Wednesday, November 18, 2009

Speed Demon

I wrote my first "longer" novel, my first women's fiction project, very quickly. It was the first time I tried NaNoWriMo, and well, it was awesome. (Not the novel, the experience. Although I still think that novel had some shades of awesome, too.)

At the time I was using a Palm and an extended keyboard and I would sit down somewhere (usually a coffee shop) and just type and type and type until my battery ran out or my brain exploded. The good thing was I didn't have any internet access on the palm, so minimal distractions. Then I'd go home and upload it to my PC, pat myself on the back for how many pages I'd done (usually 10-14) and laugh at all my horrible spelling mistakes.

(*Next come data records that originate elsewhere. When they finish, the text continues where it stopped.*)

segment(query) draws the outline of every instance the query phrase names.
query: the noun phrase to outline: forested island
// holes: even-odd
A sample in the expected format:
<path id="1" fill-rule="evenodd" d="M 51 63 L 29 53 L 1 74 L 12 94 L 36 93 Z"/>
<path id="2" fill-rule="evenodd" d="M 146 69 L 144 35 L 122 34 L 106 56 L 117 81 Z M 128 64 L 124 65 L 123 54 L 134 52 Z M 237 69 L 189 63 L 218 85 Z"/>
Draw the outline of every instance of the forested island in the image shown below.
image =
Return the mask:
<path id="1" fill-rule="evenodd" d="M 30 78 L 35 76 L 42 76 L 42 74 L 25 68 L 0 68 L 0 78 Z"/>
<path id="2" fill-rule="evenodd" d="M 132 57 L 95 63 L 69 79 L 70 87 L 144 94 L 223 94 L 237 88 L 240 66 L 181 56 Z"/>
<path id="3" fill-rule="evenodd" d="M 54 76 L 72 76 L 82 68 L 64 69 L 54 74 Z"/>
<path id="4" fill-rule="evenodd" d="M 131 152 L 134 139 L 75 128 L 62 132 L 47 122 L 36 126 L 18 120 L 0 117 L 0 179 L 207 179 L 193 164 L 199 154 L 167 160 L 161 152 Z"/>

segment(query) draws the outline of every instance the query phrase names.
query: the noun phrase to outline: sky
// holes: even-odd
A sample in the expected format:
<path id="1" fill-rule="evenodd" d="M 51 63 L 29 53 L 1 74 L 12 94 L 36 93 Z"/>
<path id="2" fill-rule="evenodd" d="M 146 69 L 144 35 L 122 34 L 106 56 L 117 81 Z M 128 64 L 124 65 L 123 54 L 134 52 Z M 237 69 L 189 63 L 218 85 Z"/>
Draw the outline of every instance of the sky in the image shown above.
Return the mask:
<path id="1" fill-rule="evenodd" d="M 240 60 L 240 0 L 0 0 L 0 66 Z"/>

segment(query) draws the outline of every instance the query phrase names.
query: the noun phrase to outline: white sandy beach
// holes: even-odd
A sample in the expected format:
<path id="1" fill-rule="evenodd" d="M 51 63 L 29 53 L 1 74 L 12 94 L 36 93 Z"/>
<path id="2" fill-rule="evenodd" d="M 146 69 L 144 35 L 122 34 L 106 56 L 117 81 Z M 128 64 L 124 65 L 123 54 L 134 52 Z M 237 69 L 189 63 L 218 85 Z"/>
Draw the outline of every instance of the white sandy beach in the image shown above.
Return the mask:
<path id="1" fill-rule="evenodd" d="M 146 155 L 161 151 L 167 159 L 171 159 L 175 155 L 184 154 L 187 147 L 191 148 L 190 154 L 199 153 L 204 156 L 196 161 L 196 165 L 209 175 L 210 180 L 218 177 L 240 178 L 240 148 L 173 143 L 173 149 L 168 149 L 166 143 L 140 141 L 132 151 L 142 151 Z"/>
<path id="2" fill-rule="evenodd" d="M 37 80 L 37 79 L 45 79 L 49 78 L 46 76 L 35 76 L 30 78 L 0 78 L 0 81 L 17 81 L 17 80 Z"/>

I swore I'd try to replicate this with each one of my subsequent books, problem is, it never worked again. I think it's because I learned a hell of a lot about writing and storytelling during the revision process for that same book, as well as a lot about my own voice, which actually shines through for me at least partially via the revision process.

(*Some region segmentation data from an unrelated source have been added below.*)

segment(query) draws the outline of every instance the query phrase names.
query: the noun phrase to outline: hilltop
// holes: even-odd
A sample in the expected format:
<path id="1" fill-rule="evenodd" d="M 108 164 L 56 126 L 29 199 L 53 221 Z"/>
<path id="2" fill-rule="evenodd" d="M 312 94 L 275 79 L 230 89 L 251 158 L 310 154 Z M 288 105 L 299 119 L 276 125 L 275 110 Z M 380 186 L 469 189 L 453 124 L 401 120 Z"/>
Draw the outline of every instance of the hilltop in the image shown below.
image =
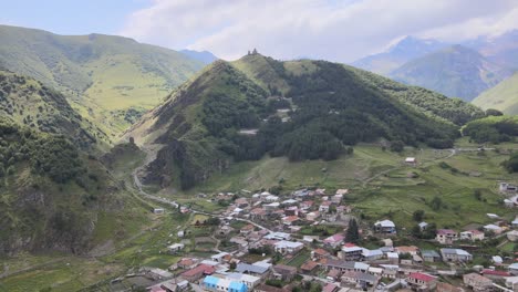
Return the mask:
<path id="1" fill-rule="evenodd" d="M 0 67 L 62 92 L 112 140 L 204 63 L 132 39 L 0 25 Z"/>
<path id="2" fill-rule="evenodd" d="M 508 115 L 518 114 L 518 73 L 478 95 L 473 104 L 496 108 Z"/>
<path id="3" fill-rule="evenodd" d="M 424 102 L 428 101 L 428 102 Z M 481 111 L 342 64 L 249 54 L 218 61 L 172 93 L 127 134 L 162 145 L 144 181 L 190 188 L 235 161 L 266 154 L 332 160 L 360 142 L 450 147 Z M 449 106 L 449 105 L 448 105 Z M 422 108 L 426 108 L 422 111 Z"/>
<path id="4" fill-rule="evenodd" d="M 510 71 L 490 62 L 476 51 L 453 45 L 412 60 L 391 72 L 390 76 L 449 97 L 470 101 L 510 74 Z"/>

Basically, I think the issue was I started to expect more of myself. I started to expect what I produced each day to be closer in quality to what I'd discovered I was capable of producing. I expected the wording to be a little clever or interesting or at least avoid too many repeating words in the same sentence. And I'd learned more about storytelling and I expected myself to come up with cool reversals and to ensure I had a clear goal in each scene and that my characters were acting consistently and being well developed. If I realized something I added in chapter 10 should've been foreshadowed in the opening chapters, I'd go back and foreshadow. If I realized in chapter 15 that I really hadn't understood my hero's motivation when I first started, I'd go back and rewrite the opening scenes -- maybe even rewrite everything up to ch 15 again to make sure the new motivation really worked. I told myself my revisions would be easier because I was writing a much stronger first draft.

Thing is, I think it made my revisions HARDER. Harder because I was less likely to just scrap entire sections I'd spent days writing and agonizing over. Harder because I'd struggle to make a particularly clever or hard won metaphor or quip or description fit into my revised version of the scene. (How can I revise this scene so he still gets to say that after she says this, even if it doesn't make sense for her to say this anymore...) Harder because I was less willing to, as they say, "kill my darlings".

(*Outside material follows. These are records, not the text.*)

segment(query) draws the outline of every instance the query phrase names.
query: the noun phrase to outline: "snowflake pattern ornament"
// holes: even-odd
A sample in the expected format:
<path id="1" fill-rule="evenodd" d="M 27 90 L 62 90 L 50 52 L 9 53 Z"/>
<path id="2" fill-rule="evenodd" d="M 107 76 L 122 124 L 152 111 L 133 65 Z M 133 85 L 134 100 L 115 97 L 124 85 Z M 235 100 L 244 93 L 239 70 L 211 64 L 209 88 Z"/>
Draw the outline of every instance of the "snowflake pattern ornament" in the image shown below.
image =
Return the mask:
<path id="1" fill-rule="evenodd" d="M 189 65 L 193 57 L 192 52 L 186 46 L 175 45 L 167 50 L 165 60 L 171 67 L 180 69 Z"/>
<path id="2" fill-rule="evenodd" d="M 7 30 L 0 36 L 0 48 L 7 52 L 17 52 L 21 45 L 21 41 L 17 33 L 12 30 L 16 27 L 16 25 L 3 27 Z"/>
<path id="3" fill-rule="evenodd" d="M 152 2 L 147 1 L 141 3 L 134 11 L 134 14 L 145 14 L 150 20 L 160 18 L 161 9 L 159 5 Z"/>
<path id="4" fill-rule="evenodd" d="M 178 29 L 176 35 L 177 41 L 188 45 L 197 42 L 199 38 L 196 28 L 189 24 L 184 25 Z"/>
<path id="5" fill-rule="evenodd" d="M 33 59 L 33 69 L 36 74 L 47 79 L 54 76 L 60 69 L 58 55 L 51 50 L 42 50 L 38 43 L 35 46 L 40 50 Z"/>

Now, out of sheer necessity and an insane deadline... (more about that on my own blog very soon ;-)... I am writing quickly again. And once again I've fallen in love with writing quickly.

Yes, I am probably deluded. Yes, you'll probably see a post on this blog sometime in December where I'll whine about my revisions and how stupid I was to write my first draft so quickly...

But for now, my fingers are flying, ideas are flowing, and pages are accumulating. Yippee!!!

6 comments:

Eileen said...

There's something magic about when it's just flowing out of you and you're not second guessing yourself to kingdom come. Ride the wave, baby, and enjoy it!

Maureen McGowan said...

Yes. I am still second guessing a bit... but trusting that I can fix later. Freeing.

Sinead M said...

Maureen, so glad the writing fast thing is working.
It's worked for me in the past as well, the key, for me, being not to edit at all. Not even to second gues.. although that too has bitten me in the butt..

Bev Katz Rosenbaum said...

Yay, you!

Molly O'Keefe said...

This week has just been eaten away from me...

I have been thinking about your new process and wanting to get my hands on it. I think that relentless editing can make good stuff great - but it can't fix good stuff that doesn't work. And when you're totally immersed in your world and your story - I think there's so much more opportunity to make the story bigger. It's like building a house - what you're doing allows you to add crazy rooms and vaulted ceilings and big stircases and little hidey holes and surprising corners - the editing is the paint and the windows and the facny cedar shingles - but as pretty as that is, it won't make a square house more interesting, or a sagging house more stable.

I want what you've got right now - I really do.

Maureen McGowan said...

I hope you're right, Molly, I hope you're right.

Though I do fear I'm building crooked walls, staircases to nowhere, and other structural mistakes the paint and decorating might not fix. There may be a hell of a lot of spackle in my future.